ILLUSTRATION: The drawing by Soun Vannithone, based on a painting of c 1950 by Robert Dodge, was commissioned for our cover to go with the second and concluding part of 'The Prospect Behind Us'. It shows the house at 3232 Prospect Avenue (now Prospect Street) in Georgetown, Washington DC, where Jane Davidson's family lived and from which she married Alan Davidson, thus bringing into being - although unwittingly, for many years were to pass before history unfolded this particular one among the myriad consequences of the event - the editorial team which would be responsible for PPC. It was this street name which, when a name had to be found in 1979 for the publishers of the new journal, provided the inspiration for 'Prospect Books'.

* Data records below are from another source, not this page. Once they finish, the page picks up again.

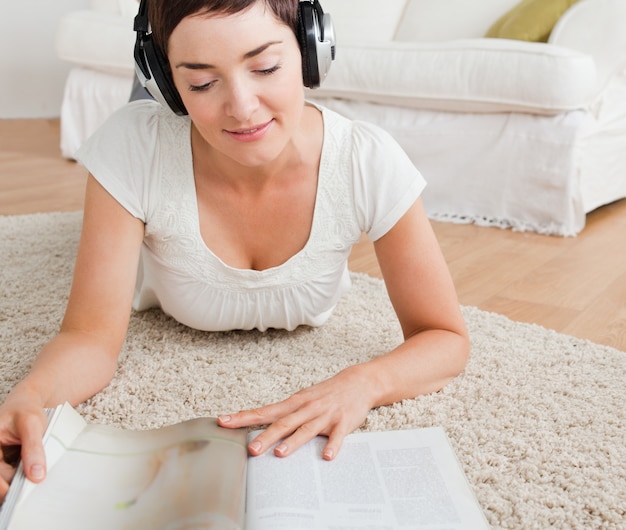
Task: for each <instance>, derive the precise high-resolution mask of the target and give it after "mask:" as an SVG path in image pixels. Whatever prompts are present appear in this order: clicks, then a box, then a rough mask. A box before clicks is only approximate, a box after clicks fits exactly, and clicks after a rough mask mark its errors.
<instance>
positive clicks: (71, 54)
mask: <svg viewBox="0 0 626 530" xmlns="http://www.w3.org/2000/svg"><path fill="white" fill-rule="evenodd" d="M134 45H135V32H134V31H133V21H132V19H129V18H128V17H121V16H119V15H113V14H107V13H102V12H97V11H72V12H70V13H68V14H67V15H65V16H64V17H63V18H62V19H61V20H60V22H59V25H58V27H57V31H56V39H55V48H56V53H57V56H58V57H59V58H60V59H62V60H64V61H68V62H71V63H74V64H78V65H80V66H86V67H88V68H92V69H94V70H99V71H102V72H107V73H110V74H114V75H121V76H125V77H130V76H132V74H133V72H134V59H133V47H134Z"/></svg>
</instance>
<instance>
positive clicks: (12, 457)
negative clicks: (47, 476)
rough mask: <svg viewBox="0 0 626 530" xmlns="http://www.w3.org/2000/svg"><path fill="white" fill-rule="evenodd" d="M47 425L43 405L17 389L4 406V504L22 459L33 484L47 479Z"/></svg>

THE PROSPECT BEHIND US, Part Two
How It All Worked
Alan Davidson
In Part One of this essay the author described the history of Prospect Books, from 1979 to 1993, in terms of its publications - how we came to meet authors, how external factors and coincidences conspired to shape our publishing programme, and so on. In Part Two, he surveys the mechanics of the operation. How was it funded, organized, staffed; how
were books sold; and so on.
When I attended a meeting in Santa Barbara, California, to set up the American Institute of Wine and Food and its journal and publishing programme, I quickly learned the conventional wisdom about what things have to be done first in such a situation: namely deciding how many millions of dollars have to be raised in advance of any activity, and
appointing a firm of fund-raisers to attend to this.
It was fortunate that I was unaware of these requirements when Prospect Books was founded, otherwise nothing would have happened. We naively thought that if the ten partners each put the same amount into the kitty we ought to be able to manage. And, given the financial situation of Partner Six, our youngest daughter (Jennifer), we reckoned that this amount had to be £5.
Of course we needed premises. So we allocated part of a broom cupboard under the stairs in our house, plus a small table in an adjacent room and a box of file cards. That seemed to be sufficient and indeed was for quite a while. There were no utility bills, as the presence of this cuckoo in our nest (as it subsequently turned out to be) did not make any measurable difference to our consumption of electricity and most of the phone calls were to people I enjoyed chatting with anyway.
By the time we needed to pay the printers for the first issue of PPC more than enough revenues had come in from subscribers. Had we stumbled on the secret of a no-capital-needed enterprise? So it seemed, but later on we discovered that publishing books did, eventually, need capital. For the record, a total of £25,000 was required by the time we passed our tenth anniversary.
To begin with, we did everything ourselves, ie my wife Jane and myself plus some daughterly help. Soon, however, we got ourselves paid help (Christine Adams was the pioneer here), starting with two hours a week and building up eventually to four days a week. Mary Gibbs was the first 'help' to work a half week, and a wonderful help she was, but she had met rather a good-looking explorer at the North Pole and went off to marry him. Felicia Freeland was with us next, fresh from anthropological studies in Indonesia, and distinguished herself by organising one of the first Oxford Symposia on Food History - including the keying in of many papers.